Motorola Inc. shares closed sharply higher Tuesday after an analyst initiated coverage of the stock with an “outperform” rating, saying he expects the company to be broken up next year, with the pieces bringing more value to investors.
Bernstein Research analyst Pierre Ferragu called Motorola “a combination of four business entities with no synergies” but said a breakup could yield $10 to $12.20 per share.
“We believe this is likely to happen in 2010,” Ferragu wrote.
Motorola’s shares gained 49 cents, or 6 percent, to close at $8.62.
Ferragu put a price target on Motorola’s shares of $11.
He valued Motorola’s networks division at 50 cents to 90 cents per share and said consolidation in the telecom equipment industry made the assets attractive to companies such as LM Ericsson Telephone Co.
The home division, which makes cable set-top boxes, could be spun off as a publicly traded company valued at $1.90 to $2.30 per share, he said.
The Enterprise Mobility Solutions unit, which includes radio devices, could go for $4.30 to $4.60 per share in a public listing or private buyout, he said.
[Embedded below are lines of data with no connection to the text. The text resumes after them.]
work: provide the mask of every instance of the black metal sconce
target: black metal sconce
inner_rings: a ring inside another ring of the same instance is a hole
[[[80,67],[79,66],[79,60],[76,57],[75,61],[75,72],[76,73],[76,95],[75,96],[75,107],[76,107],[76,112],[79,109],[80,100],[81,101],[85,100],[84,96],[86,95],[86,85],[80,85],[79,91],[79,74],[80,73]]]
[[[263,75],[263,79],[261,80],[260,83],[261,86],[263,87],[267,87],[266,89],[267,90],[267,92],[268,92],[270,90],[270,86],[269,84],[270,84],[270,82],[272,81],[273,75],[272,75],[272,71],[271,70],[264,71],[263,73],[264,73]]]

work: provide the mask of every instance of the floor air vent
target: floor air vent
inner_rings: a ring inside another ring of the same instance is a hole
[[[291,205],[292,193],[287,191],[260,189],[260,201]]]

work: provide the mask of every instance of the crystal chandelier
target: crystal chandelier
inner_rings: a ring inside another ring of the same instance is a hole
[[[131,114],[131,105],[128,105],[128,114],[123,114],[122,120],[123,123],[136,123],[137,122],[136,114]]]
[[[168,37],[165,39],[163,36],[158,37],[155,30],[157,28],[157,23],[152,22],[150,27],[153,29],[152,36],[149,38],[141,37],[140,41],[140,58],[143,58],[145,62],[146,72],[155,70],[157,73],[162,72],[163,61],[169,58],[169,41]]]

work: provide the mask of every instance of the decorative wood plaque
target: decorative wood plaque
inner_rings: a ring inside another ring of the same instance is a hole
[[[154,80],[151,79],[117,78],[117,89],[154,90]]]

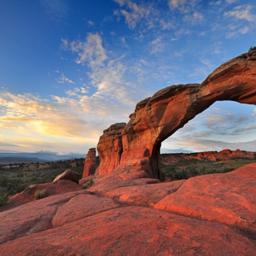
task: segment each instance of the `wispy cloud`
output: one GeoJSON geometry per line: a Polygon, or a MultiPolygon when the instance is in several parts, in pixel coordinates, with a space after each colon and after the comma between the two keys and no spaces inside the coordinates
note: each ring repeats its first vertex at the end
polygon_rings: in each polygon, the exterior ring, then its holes
{"type": "Polygon", "coordinates": [[[153,11],[150,4],[138,4],[132,0],[114,0],[122,9],[116,10],[116,15],[122,15],[125,19],[125,22],[131,29],[134,29],[137,24],[143,19],[147,19],[153,11]]]}
{"type": "Polygon", "coordinates": [[[77,64],[88,63],[91,68],[104,66],[104,61],[108,59],[106,51],[102,45],[102,39],[99,33],[88,33],[85,42],[74,40],[68,42],[63,39],[62,45],[65,49],[71,49],[78,55],[77,64]]]}
{"type": "Polygon", "coordinates": [[[46,12],[55,21],[60,22],[68,15],[69,8],[65,0],[40,1],[46,12]]]}
{"type": "Polygon", "coordinates": [[[239,20],[245,20],[248,22],[256,22],[256,15],[253,14],[252,5],[239,5],[236,6],[232,11],[226,12],[225,16],[232,17],[239,20]]]}
{"type": "Polygon", "coordinates": [[[67,77],[63,74],[61,74],[61,76],[58,78],[56,79],[56,81],[59,84],[64,84],[65,83],[76,84],[76,83],[72,81],[70,79],[67,77]]]}
{"type": "MultiPolygon", "coordinates": [[[[63,40],[62,44],[67,50],[69,49],[78,55],[76,59],[77,64],[88,64],[91,68],[87,76],[90,79],[90,84],[96,88],[96,92],[91,96],[81,97],[80,101],[86,106],[86,109],[98,102],[95,109],[99,110],[100,105],[104,106],[106,104],[108,106],[109,100],[114,100],[114,102],[123,106],[135,104],[134,93],[137,89],[131,83],[125,81],[127,68],[121,61],[124,56],[121,56],[117,59],[108,57],[102,45],[102,39],[98,33],[89,33],[84,42],[75,40],[68,42],[63,40]]],[[[108,108],[106,107],[106,109],[108,108]]]]}

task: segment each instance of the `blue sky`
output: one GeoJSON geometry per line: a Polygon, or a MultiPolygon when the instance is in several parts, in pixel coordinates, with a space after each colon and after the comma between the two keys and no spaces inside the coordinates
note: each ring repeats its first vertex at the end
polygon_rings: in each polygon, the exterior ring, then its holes
{"type": "MultiPolygon", "coordinates": [[[[86,154],[166,86],[256,45],[252,0],[3,0],[0,152],[86,154]]],[[[256,108],[216,102],[162,148],[255,150],[256,108]]]]}

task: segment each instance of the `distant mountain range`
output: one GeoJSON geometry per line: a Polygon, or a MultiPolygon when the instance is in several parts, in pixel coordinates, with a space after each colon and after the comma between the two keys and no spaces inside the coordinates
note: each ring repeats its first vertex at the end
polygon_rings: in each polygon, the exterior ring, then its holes
{"type": "Polygon", "coordinates": [[[84,154],[69,153],[59,154],[49,151],[40,151],[34,153],[2,153],[0,152],[0,164],[28,163],[33,162],[47,162],[58,160],[72,159],[85,157],[84,154]]]}

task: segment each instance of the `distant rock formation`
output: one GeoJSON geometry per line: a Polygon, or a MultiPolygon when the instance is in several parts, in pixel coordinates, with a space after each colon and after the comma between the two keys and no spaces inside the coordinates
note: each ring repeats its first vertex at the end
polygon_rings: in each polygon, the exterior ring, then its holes
{"type": "Polygon", "coordinates": [[[53,183],[56,182],[58,180],[68,180],[71,181],[74,181],[76,183],[79,183],[79,175],[74,171],[72,171],[70,169],[66,170],[63,173],[58,175],[52,181],[53,183]]]}
{"type": "Polygon", "coordinates": [[[96,170],[96,148],[90,148],[85,157],[83,178],[93,175],[96,170]]]}
{"type": "Polygon", "coordinates": [[[240,150],[240,149],[237,149],[236,150],[223,149],[219,152],[217,151],[200,152],[198,154],[195,158],[213,161],[234,159],[236,158],[255,159],[256,159],[256,153],[250,151],[240,150]]]}
{"type": "Polygon", "coordinates": [[[115,169],[159,178],[161,142],[218,100],[256,104],[256,51],[216,68],[201,84],[173,85],[139,102],[130,120],[104,131],[96,174],[115,169]]]}

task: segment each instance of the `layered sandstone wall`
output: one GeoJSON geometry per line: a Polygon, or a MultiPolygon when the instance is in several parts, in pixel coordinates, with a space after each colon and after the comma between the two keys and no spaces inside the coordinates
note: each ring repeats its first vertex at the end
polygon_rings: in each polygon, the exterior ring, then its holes
{"type": "Polygon", "coordinates": [[[90,148],[84,161],[83,178],[93,175],[96,170],[96,148],[90,148]]]}
{"type": "Polygon", "coordinates": [[[161,142],[218,100],[256,104],[256,51],[216,68],[201,84],[167,87],[139,102],[125,125],[104,131],[97,149],[97,174],[120,167],[159,178],[161,142]]]}

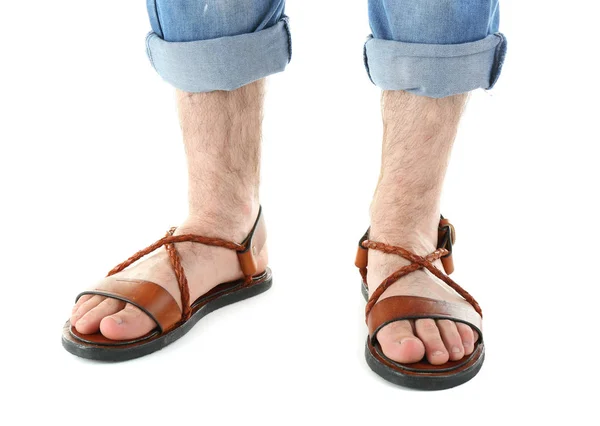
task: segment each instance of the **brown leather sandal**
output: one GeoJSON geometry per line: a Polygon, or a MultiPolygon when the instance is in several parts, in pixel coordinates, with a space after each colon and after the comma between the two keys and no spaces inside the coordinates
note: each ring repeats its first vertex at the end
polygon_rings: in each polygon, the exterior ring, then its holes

And the devices division, which makes mobile handsets such as the Droid, was worth $1.80 to $3 per share, and was attractive to other handset makers such as the Sony Ericsson joint venture, he said.
He recommended investors “interested in actively participating in a major restructuring story” to buy Motorola shares, despite the risk of poor performance in the handset division in the first half of next year.